In MOS technology, the gate of a transistor is the part of the device that controls the operation of the device. The formation of the gate has thus been of prime importance in maintaining the integrity and performance of the device. The typical gate of the transistor is formed from a doped polysilicon layer overlying a gate oxide layer. Lightly doped drain (LDD) regions are formed by implanting a dopant into the substrate adjacent to the gate. The implantation forms lightly doped, very shallow source/drain regions. A low temperature oxide (LTO) is formed over the surface of the wafer and anisotropically etched away. The oxide on the sidewalls of the polysilicon and gate oxide remains after this etch step to form sidewall spacers. More heavily doped source/drain regions are implanted into the substrate adjacent to the edge of the sidewall spacers. The gate does not overlap the more heavily doped source/drain regions.

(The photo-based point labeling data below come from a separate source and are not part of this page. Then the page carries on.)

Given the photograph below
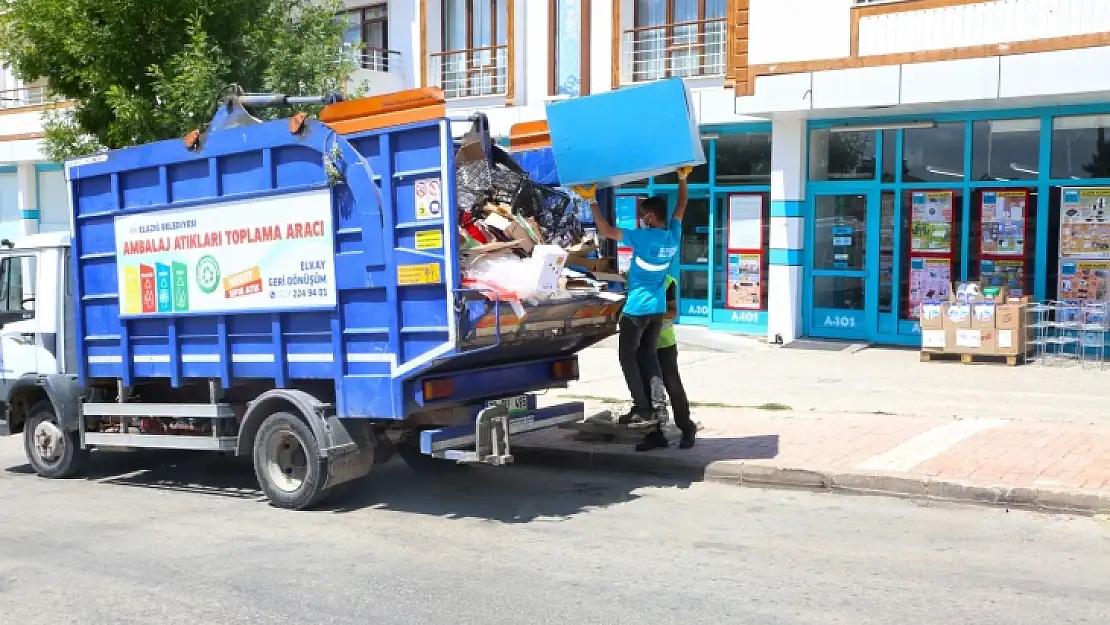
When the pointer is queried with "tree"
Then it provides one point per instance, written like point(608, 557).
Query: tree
point(143, 71)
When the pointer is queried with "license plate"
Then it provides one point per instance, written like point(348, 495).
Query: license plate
point(515, 405)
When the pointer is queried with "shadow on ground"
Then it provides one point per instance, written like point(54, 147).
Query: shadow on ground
point(591, 453)
point(512, 494)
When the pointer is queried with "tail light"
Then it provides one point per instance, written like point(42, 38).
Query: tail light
point(439, 389)
point(565, 370)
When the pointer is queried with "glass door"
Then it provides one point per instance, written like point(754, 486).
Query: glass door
point(693, 266)
point(841, 295)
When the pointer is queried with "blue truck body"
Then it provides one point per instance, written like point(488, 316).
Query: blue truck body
point(397, 319)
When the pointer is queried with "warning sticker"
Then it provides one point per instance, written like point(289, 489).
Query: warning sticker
point(429, 240)
point(427, 199)
point(419, 274)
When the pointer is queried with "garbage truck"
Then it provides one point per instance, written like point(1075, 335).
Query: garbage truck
point(288, 291)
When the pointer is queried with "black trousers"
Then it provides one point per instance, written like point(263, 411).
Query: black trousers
point(636, 350)
point(679, 404)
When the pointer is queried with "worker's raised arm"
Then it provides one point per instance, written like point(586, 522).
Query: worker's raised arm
point(604, 228)
point(680, 204)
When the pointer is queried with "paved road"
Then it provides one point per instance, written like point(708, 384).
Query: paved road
point(524, 546)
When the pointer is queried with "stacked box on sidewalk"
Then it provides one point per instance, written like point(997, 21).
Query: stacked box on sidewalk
point(988, 325)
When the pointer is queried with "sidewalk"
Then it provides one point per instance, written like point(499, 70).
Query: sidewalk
point(886, 381)
point(875, 421)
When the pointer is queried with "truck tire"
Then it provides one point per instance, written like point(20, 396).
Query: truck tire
point(409, 450)
point(291, 472)
point(51, 450)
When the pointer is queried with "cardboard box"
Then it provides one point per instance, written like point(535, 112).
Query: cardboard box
point(627, 134)
point(957, 315)
point(1012, 315)
point(932, 340)
point(970, 341)
point(547, 262)
point(982, 314)
point(1013, 328)
point(932, 315)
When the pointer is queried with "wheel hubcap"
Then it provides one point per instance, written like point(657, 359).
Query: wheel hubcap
point(286, 461)
point(49, 442)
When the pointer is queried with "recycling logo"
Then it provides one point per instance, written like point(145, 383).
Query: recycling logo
point(208, 274)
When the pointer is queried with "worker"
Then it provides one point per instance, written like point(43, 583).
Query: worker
point(654, 245)
point(668, 363)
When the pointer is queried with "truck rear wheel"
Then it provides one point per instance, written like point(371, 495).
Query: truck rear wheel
point(51, 450)
point(288, 463)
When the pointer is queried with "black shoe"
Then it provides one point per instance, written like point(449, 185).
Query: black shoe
point(688, 436)
point(653, 440)
point(632, 417)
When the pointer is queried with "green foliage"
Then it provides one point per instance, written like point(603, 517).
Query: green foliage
point(145, 70)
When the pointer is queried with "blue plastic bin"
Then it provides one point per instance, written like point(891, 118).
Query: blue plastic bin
point(614, 138)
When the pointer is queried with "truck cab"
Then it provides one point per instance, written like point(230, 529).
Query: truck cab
point(36, 320)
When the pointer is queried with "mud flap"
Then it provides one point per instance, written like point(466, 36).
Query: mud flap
point(350, 466)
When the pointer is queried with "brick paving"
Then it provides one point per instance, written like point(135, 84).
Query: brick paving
point(1030, 454)
point(868, 414)
point(1047, 456)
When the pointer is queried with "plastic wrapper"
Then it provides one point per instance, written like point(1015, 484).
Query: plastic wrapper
point(513, 279)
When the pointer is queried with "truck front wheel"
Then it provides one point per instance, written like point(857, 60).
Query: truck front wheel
point(51, 450)
point(288, 463)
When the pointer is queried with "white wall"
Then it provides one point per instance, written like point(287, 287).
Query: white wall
point(9, 207)
point(601, 47)
point(980, 23)
point(798, 30)
point(53, 201)
point(996, 81)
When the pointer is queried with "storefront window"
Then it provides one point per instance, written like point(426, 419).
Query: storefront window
point(744, 159)
point(740, 254)
point(887, 252)
point(934, 154)
point(1080, 149)
point(931, 222)
point(890, 161)
point(699, 175)
point(840, 233)
point(695, 244)
point(1005, 150)
point(836, 154)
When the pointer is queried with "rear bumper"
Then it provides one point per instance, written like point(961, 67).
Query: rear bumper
point(432, 441)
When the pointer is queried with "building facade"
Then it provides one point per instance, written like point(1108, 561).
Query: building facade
point(861, 153)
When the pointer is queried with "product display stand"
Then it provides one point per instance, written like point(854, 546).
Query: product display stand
point(1058, 331)
point(1092, 335)
point(1040, 314)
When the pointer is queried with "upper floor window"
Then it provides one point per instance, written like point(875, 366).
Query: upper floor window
point(474, 60)
point(569, 48)
point(367, 37)
point(675, 38)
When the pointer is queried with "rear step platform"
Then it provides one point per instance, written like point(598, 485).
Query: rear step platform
point(602, 427)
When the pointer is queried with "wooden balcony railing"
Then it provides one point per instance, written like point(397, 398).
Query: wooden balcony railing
point(471, 72)
point(688, 49)
point(26, 97)
point(374, 59)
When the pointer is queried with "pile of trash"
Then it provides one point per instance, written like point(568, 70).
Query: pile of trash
point(521, 240)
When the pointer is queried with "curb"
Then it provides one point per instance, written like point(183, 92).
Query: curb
point(740, 473)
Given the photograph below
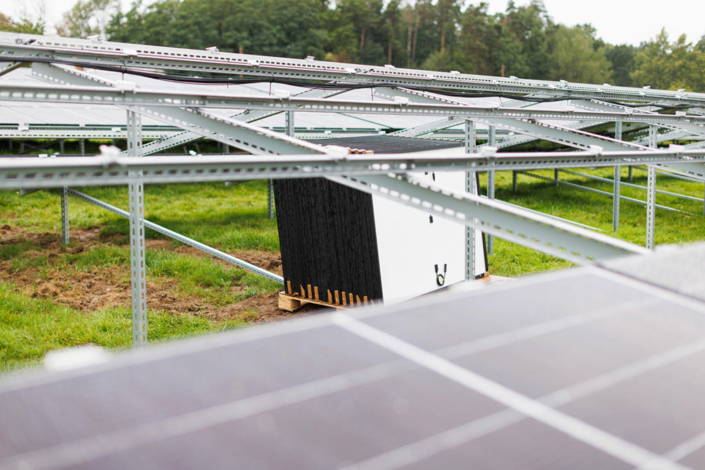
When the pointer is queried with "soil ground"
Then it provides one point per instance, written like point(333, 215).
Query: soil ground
point(109, 286)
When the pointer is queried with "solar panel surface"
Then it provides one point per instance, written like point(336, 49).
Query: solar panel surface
point(576, 369)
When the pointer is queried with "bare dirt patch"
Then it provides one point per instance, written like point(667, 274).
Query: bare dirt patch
point(109, 286)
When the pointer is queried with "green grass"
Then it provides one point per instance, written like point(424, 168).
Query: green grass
point(235, 219)
point(231, 219)
point(32, 327)
point(596, 211)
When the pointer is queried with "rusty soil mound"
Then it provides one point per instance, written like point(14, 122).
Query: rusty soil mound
point(96, 289)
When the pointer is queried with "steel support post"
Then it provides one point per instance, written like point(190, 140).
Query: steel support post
point(490, 186)
point(137, 246)
point(651, 193)
point(617, 180)
point(470, 187)
point(289, 127)
point(65, 215)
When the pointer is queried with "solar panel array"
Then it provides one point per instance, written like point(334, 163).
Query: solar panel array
point(581, 369)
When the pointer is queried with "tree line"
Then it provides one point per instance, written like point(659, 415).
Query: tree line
point(443, 35)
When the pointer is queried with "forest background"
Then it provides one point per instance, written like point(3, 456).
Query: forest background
point(440, 35)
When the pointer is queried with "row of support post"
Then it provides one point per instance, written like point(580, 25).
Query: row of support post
point(137, 238)
point(651, 193)
point(470, 187)
point(617, 183)
point(490, 186)
point(650, 189)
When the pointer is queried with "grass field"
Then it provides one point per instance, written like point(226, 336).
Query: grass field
point(53, 297)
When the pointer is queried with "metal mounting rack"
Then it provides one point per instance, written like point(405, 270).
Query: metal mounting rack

The uniformity of the etched LTO to form the sidewall spacers is critical to the transistor performance for devices in the submicron feature sizes. Etching of the LTO must be carefully controlled to achieve a precise endpoint. Overetching of the LTO is a standard technique to insure complete removal of the oxide over the heavily implanted source/drain regions.

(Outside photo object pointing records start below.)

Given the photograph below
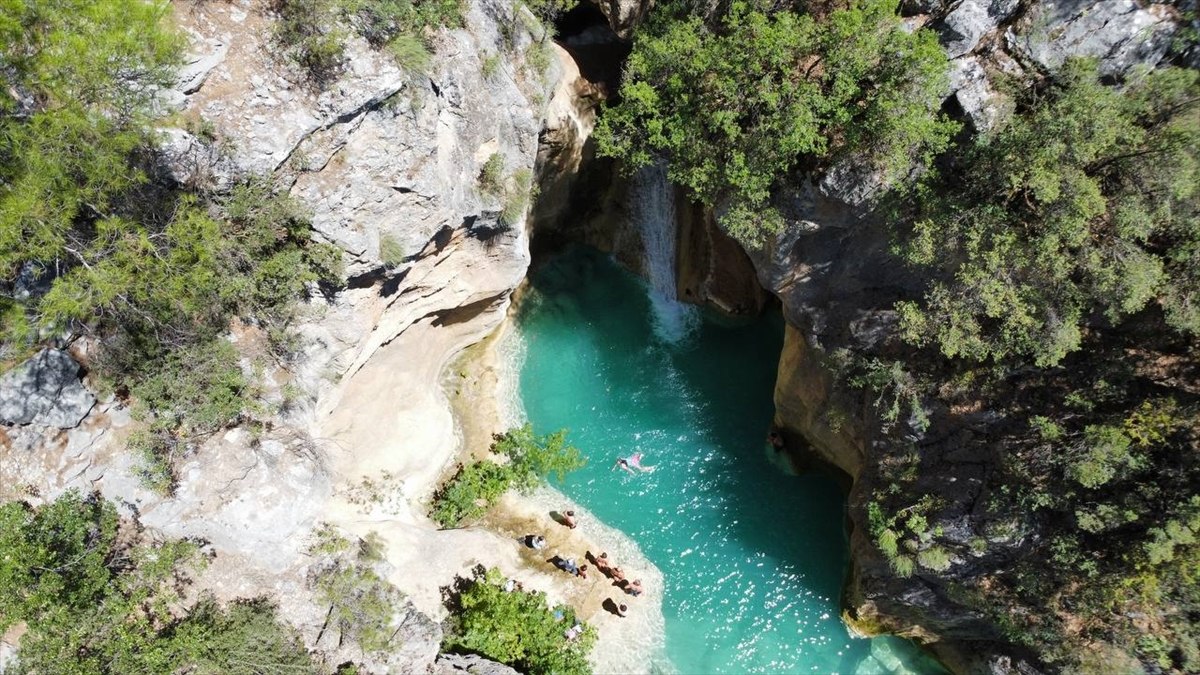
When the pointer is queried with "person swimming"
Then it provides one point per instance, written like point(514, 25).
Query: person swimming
point(631, 463)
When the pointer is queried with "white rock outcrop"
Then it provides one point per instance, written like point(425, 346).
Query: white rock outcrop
point(1120, 34)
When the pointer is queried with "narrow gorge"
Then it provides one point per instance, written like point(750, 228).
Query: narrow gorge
point(492, 213)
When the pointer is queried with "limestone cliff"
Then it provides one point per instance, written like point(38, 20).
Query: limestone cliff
point(837, 280)
point(387, 161)
point(838, 284)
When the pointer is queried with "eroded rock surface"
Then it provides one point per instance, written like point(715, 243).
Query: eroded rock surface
point(46, 390)
point(387, 162)
point(471, 664)
point(1121, 34)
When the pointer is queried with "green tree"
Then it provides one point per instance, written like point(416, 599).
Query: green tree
point(737, 103)
point(1085, 202)
point(361, 603)
point(517, 628)
point(78, 83)
point(100, 601)
point(526, 461)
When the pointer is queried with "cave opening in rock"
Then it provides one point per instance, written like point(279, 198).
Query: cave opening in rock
point(599, 52)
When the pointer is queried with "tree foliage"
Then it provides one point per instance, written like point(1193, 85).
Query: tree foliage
point(97, 602)
point(525, 461)
point(517, 628)
point(312, 33)
point(738, 102)
point(91, 244)
point(361, 603)
point(1084, 203)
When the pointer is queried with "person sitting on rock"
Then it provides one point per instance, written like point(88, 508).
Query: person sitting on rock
point(634, 587)
point(775, 440)
point(601, 562)
point(568, 519)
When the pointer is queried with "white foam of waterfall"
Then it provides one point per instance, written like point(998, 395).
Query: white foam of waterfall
point(652, 210)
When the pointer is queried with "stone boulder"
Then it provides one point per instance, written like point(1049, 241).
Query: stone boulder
point(982, 105)
point(966, 24)
point(474, 664)
point(46, 389)
point(1120, 34)
point(624, 15)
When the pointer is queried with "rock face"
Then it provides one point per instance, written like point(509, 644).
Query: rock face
point(966, 24)
point(387, 162)
point(833, 273)
point(472, 664)
point(1120, 33)
point(46, 390)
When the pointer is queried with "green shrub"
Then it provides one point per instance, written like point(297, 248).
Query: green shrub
point(529, 459)
point(533, 458)
point(471, 493)
point(491, 66)
point(516, 199)
point(491, 175)
point(100, 602)
point(390, 251)
point(381, 22)
point(361, 603)
point(538, 57)
point(244, 638)
point(1080, 204)
point(935, 557)
point(309, 33)
point(738, 101)
point(517, 628)
point(411, 53)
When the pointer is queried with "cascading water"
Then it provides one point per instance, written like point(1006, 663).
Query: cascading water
point(652, 210)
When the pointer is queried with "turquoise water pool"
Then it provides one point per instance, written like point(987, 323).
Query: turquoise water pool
point(753, 557)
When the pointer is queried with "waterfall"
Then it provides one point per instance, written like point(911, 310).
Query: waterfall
point(652, 210)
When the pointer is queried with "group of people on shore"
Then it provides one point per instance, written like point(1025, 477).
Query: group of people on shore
point(569, 565)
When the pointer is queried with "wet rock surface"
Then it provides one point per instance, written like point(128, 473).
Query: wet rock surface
point(45, 390)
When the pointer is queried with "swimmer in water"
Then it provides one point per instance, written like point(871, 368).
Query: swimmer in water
point(634, 461)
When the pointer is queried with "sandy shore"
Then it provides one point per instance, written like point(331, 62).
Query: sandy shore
point(481, 389)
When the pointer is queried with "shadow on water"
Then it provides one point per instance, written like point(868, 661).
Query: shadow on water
point(753, 557)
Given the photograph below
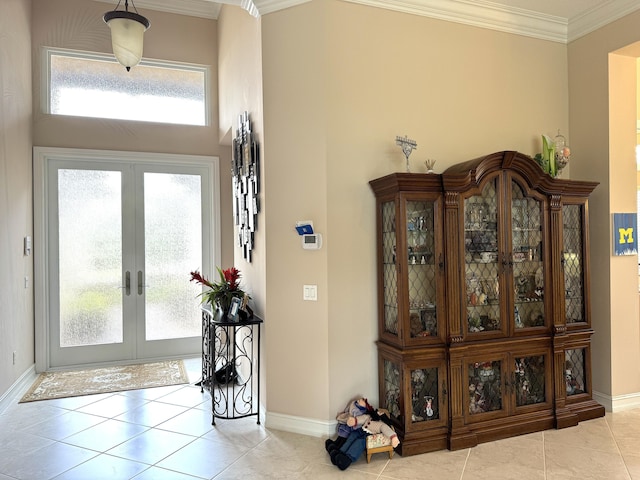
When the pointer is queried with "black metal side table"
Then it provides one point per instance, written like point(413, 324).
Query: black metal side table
point(231, 365)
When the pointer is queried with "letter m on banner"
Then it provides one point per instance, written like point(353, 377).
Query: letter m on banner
point(625, 234)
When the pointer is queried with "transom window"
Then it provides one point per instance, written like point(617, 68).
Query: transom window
point(95, 85)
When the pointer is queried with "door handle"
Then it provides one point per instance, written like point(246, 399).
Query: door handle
point(127, 283)
point(141, 284)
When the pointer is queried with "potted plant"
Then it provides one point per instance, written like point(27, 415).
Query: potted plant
point(220, 293)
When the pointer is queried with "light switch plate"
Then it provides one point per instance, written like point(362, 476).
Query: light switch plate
point(310, 292)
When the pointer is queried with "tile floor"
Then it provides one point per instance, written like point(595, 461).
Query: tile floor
point(166, 434)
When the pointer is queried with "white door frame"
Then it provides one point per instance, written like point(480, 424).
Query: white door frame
point(41, 158)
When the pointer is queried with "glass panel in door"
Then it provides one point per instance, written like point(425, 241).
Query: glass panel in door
point(123, 239)
point(173, 247)
point(90, 257)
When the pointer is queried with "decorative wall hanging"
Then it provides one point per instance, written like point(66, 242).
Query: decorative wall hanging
point(246, 185)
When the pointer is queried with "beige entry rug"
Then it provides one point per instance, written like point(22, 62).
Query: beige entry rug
point(50, 385)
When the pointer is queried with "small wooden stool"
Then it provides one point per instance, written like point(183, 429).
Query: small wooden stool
point(377, 443)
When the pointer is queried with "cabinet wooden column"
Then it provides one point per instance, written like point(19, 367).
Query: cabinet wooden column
point(484, 315)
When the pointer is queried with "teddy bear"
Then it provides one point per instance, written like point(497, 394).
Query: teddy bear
point(346, 450)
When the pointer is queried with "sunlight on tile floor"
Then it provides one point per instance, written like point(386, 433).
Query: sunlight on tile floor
point(165, 433)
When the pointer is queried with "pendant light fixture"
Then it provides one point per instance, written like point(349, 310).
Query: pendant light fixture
point(127, 32)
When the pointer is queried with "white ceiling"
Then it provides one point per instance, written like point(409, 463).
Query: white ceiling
point(555, 20)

This overetching technique of the LTO, however, creates problems. Thicker field oxide regions which separate the active areas must be initially grown. As the LTO is etched to form the sidewall spacers, a portion of the field oxide is also etched away. Initially, forming thicker field oxide regions, however, forms longer birds beaks and causes greater physical stress to the substrate from the larger volume of field oxide. The additional stress leads to lattice strain and defects in the substrate. Additionally, variations of the overetch process can change the drive current of the transistor, thus directly impacting transistor performance.

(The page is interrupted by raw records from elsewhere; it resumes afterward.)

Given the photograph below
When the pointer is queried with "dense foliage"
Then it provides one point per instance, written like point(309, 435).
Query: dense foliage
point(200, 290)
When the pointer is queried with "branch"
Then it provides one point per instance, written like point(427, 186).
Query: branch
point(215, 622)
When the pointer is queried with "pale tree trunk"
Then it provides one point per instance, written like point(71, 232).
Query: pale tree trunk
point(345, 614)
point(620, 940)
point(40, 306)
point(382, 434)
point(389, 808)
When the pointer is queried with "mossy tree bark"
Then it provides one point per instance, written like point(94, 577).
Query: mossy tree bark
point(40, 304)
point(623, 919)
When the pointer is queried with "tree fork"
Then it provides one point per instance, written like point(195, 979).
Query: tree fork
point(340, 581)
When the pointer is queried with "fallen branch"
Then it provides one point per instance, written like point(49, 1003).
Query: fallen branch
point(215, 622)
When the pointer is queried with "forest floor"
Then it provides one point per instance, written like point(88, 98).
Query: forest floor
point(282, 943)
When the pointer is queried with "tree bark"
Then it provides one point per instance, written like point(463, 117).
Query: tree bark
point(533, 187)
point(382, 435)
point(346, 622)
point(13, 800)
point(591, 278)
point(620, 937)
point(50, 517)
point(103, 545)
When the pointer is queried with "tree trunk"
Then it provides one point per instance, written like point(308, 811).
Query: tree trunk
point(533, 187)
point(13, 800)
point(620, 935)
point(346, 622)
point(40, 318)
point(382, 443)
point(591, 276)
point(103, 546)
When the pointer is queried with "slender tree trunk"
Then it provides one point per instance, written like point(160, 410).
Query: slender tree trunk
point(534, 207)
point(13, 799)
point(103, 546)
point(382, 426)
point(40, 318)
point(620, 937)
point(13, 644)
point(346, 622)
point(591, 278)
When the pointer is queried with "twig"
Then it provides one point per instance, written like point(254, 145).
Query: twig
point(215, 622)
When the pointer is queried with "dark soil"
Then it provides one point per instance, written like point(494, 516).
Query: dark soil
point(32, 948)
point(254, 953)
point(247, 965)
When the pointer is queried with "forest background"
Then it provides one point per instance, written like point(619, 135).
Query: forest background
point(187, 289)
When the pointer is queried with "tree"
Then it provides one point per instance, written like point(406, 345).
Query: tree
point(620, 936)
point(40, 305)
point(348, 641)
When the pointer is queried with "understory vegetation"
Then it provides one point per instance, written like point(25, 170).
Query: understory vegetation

One way to insure that device performance is maintained after overetching the LTO to form sidewall oxide spacers is to form a layer between the LTO and the field oxide region. Placing a spacer etch stop under the LTO which forms the spacers will prevent overetching the field oxide region and control the precise etch endpoint. It would therefore be desirable to provide a method which produces a reliable transistor having the desired sidewall oxide spacer structure using an etch stop layer under the spacer oxide layer. It would further be desirable for such technique to be easily adapted for use with standard integrated circuit fabrication process flows without increasing the complexity of the process.